Im urbanen Dschungel
Schöne Radwege kartieren, witzige Häuser fotografieren, Graffitis zählen oder auf besonders laute Orte hinweisen: All das ist möglich mit der hervorragend gestalteten App „Stadtsache“, die von StadtBauKultur NRW unterstützt wird und weltweit einsetzbar ist. Dass Kinder und Jugendliche dabei auch viel über Architektur und Städtebau lernen, tritt in den Hintergrund. Schon das Angucken der vielen tollen Bilder macht sicher auch Erwachsenen Lust auf eigene Stadtforschungen. Die zugehörige Website kann mit verständlicher Sprache, hilfreichen Foto-Tipps (sogar rechtlichen) und einer Umfrage punkten.
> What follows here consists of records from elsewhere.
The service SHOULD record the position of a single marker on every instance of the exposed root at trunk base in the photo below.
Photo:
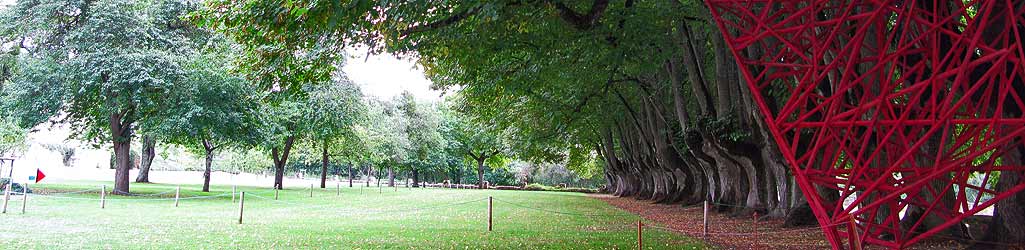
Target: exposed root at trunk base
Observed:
(739, 233)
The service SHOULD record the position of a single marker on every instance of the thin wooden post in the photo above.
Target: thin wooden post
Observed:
(490, 212)
(704, 217)
(242, 205)
(177, 194)
(640, 235)
(6, 196)
(25, 197)
(103, 197)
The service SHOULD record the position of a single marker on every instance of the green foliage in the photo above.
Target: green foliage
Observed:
(496, 176)
(107, 57)
(12, 137)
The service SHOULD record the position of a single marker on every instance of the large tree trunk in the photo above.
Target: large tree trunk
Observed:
(280, 159)
(209, 164)
(121, 133)
(149, 152)
(324, 160)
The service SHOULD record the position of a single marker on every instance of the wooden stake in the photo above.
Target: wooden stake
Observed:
(490, 213)
(177, 193)
(640, 235)
(103, 197)
(6, 196)
(704, 231)
(25, 197)
(856, 241)
(242, 205)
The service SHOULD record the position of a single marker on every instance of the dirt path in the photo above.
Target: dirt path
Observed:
(734, 233)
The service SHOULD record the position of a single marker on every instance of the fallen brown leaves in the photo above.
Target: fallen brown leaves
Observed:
(735, 233)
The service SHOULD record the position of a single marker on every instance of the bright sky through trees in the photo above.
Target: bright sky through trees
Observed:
(385, 76)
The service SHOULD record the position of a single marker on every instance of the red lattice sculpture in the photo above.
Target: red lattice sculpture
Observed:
(888, 110)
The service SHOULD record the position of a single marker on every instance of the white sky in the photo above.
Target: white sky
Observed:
(385, 76)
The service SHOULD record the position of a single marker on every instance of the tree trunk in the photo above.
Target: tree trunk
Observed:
(149, 152)
(280, 159)
(480, 172)
(1008, 225)
(391, 176)
(122, 133)
(416, 178)
(324, 160)
(206, 171)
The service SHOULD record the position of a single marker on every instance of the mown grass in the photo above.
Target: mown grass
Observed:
(418, 218)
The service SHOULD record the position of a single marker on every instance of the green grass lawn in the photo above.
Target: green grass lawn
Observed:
(431, 218)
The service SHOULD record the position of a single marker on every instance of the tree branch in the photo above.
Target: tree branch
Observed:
(443, 23)
(578, 21)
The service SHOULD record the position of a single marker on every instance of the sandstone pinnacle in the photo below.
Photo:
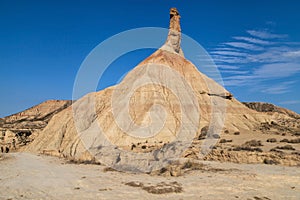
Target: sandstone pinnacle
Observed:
(174, 37)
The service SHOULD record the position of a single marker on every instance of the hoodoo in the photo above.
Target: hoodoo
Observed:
(144, 117)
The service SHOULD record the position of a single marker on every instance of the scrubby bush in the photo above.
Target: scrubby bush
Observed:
(253, 143)
(272, 140)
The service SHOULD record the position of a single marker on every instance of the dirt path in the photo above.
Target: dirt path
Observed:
(27, 176)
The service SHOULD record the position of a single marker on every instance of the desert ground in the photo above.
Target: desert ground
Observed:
(29, 176)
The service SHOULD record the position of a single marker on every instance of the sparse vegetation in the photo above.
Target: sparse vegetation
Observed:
(160, 188)
(109, 169)
(236, 133)
(286, 147)
(192, 165)
(203, 133)
(271, 162)
(224, 141)
(253, 143)
(245, 148)
(293, 141)
(272, 140)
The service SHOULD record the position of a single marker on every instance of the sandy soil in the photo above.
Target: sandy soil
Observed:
(28, 176)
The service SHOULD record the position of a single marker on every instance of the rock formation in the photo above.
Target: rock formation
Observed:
(193, 105)
(21, 128)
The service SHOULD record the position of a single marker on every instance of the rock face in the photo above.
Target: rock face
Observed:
(267, 107)
(23, 127)
(195, 108)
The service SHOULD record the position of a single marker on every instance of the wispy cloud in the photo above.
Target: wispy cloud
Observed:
(281, 88)
(256, 58)
(266, 35)
(244, 46)
(253, 40)
(291, 102)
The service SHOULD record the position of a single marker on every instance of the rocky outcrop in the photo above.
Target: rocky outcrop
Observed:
(267, 107)
(174, 37)
(21, 128)
(162, 93)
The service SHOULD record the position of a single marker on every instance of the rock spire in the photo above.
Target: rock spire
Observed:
(174, 37)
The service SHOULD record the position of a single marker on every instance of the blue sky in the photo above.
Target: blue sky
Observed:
(255, 44)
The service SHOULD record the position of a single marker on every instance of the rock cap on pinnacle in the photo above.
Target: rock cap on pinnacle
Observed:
(174, 37)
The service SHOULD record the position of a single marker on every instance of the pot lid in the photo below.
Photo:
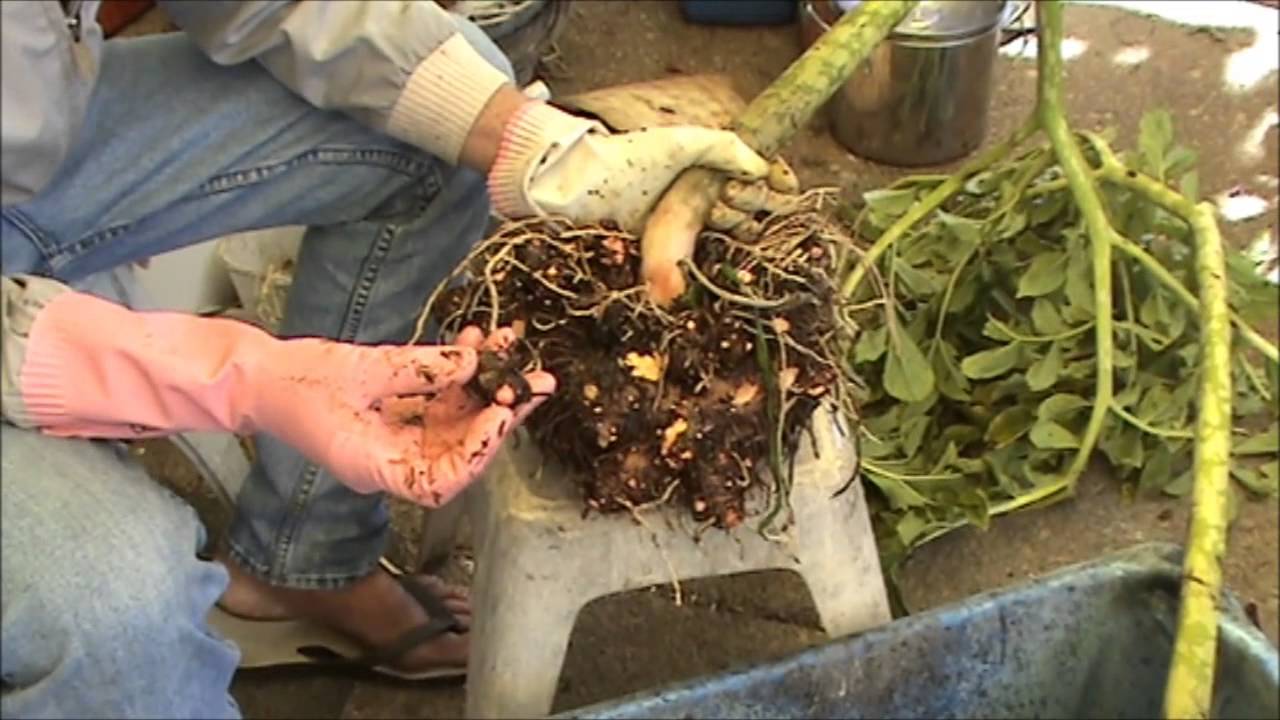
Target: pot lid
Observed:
(944, 18)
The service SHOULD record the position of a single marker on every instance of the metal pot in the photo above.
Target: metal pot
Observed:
(922, 96)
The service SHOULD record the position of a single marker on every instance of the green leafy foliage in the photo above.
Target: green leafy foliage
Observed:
(988, 368)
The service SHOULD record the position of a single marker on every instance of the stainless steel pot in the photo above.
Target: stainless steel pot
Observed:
(922, 96)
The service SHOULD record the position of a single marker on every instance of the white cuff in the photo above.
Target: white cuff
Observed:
(534, 139)
(443, 98)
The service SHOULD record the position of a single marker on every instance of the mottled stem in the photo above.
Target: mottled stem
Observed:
(1052, 115)
(1115, 172)
(1189, 692)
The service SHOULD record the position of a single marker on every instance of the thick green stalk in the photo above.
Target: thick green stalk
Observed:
(1114, 172)
(1189, 692)
(1052, 117)
(922, 208)
(775, 115)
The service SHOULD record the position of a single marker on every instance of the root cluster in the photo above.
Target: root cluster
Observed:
(688, 402)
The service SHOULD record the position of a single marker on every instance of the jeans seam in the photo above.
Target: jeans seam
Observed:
(33, 232)
(353, 317)
(382, 158)
(240, 180)
(311, 580)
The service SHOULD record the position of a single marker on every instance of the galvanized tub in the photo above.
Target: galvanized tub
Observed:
(1089, 641)
(922, 96)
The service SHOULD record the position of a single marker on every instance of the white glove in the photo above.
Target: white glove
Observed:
(552, 163)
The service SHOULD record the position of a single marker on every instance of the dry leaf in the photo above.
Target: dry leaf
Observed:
(672, 433)
(745, 393)
(644, 367)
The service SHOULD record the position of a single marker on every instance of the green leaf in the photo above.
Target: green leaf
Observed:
(1189, 186)
(1046, 318)
(997, 331)
(1010, 424)
(1043, 276)
(1045, 372)
(1011, 224)
(871, 345)
(1267, 442)
(982, 183)
(1155, 136)
(890, 203)
(1047, 434)
(1179, 160)
(913, 432)
(1123, 446)
(1159, 406)
(1047, 206)
(1060, 405)
(961, 228)
(992, 363)
(1079, 283)
(908, 374)
(918, 282)
(910, 527)
(874, 447)
(946, 372)
(899, 493)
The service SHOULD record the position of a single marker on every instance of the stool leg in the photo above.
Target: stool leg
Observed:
(840, 563)
(522, 615)
(439, 533)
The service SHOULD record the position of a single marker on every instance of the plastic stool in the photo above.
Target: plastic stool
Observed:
(539, 563)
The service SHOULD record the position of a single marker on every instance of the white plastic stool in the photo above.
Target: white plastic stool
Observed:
(539, 563)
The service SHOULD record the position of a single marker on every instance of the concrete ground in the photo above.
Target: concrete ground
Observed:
(641, 639)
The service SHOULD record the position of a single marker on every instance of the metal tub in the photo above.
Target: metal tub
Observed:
(1089, 641)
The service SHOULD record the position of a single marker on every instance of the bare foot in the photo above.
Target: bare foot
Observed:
(374, 611)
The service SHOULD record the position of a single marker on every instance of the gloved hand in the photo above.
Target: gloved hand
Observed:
(552, 163)
(96, 369)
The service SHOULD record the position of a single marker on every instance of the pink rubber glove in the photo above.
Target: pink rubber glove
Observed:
(96, 369)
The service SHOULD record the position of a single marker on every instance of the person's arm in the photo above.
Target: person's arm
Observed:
(22, 297)
(398, 65)
(77, 365)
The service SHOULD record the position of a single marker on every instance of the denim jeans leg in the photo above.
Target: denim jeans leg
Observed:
(177, 150)
(105, 600)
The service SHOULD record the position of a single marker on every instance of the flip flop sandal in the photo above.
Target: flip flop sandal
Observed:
(273, 643)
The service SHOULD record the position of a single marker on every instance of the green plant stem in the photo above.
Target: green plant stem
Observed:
(931, 203)
(787, 104)
(1115, 172)
(1189, 692)
(1052, 117)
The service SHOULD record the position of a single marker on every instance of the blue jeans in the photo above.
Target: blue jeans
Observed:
(104, 598)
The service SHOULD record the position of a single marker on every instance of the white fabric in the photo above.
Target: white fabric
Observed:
(576, 169)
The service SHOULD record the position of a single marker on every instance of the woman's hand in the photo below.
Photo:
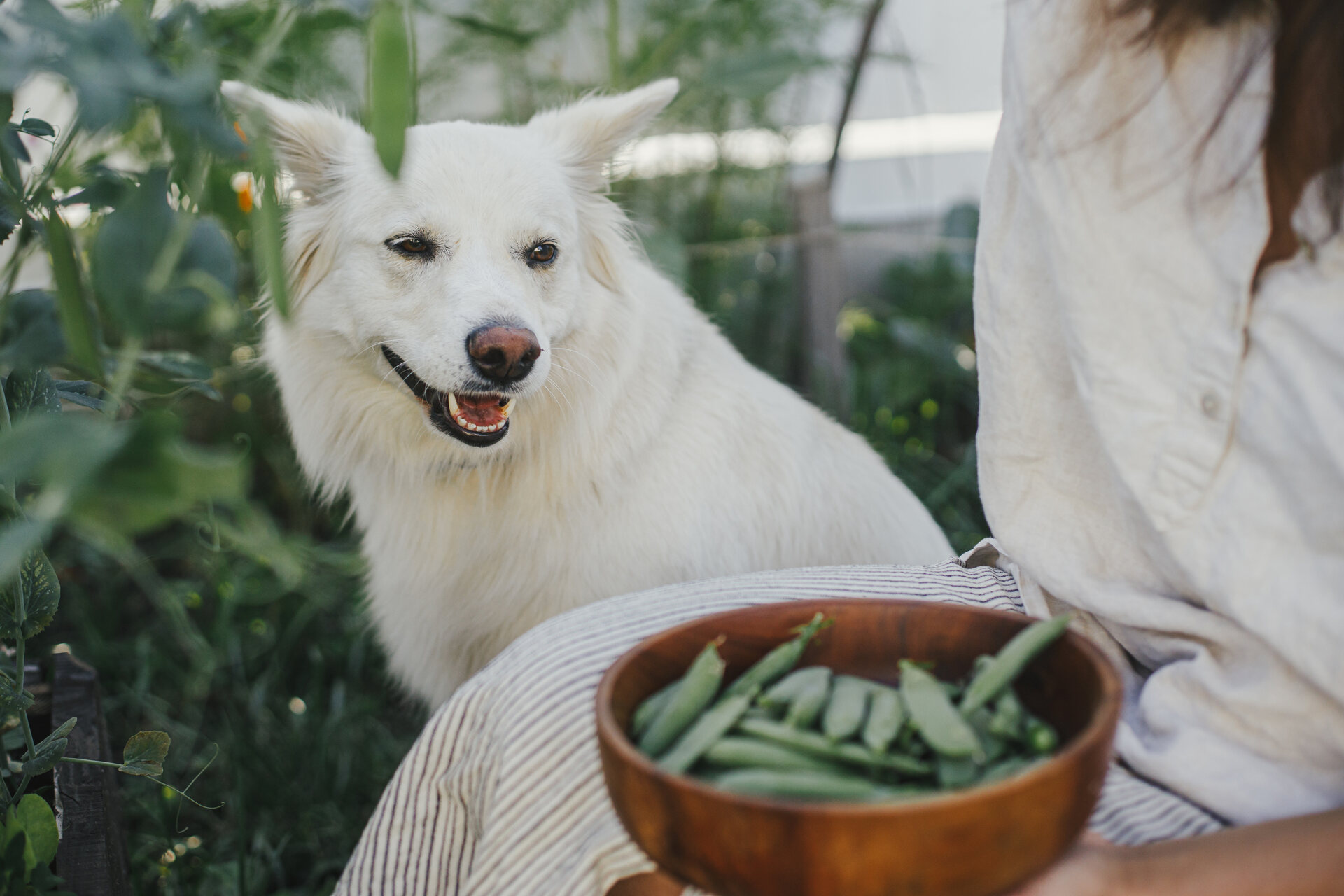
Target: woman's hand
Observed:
(1093, 867)
(1292, 858)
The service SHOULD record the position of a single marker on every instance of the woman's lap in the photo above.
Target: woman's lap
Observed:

Auch ein „Workbook“ für den Einsatz im Unterricht ist erschienen.
www.stadtsache.de

Klimaneutral bis 2050
Konzepte für energetisch ambitionierte Gebäude und Quartiere sind gefragt beim Ideenwettbewerb „EnEff.Gebäude.2050“. Dahinter steht die Zielsetzung eines nahezu klimaneutralen Gebäudebestands im Jahr 2050. Teams aus Planern und Bauherren können bis zum 15. August teilnehmen. Bis zum 15. September haben Stadtverwaltungen und Hochschulen Zeit, ihre Konzepte für einen zukünftigen internationalen Energiewettbewerb einzureichen. Dieser soll an die erfolgreichen deutschen Teilnahmen am „Solar Decathlon“ anknüpfen, aber dabei bis auf die Quartiersebene bezogen sein. Auslober ist der Projektträger Jülich.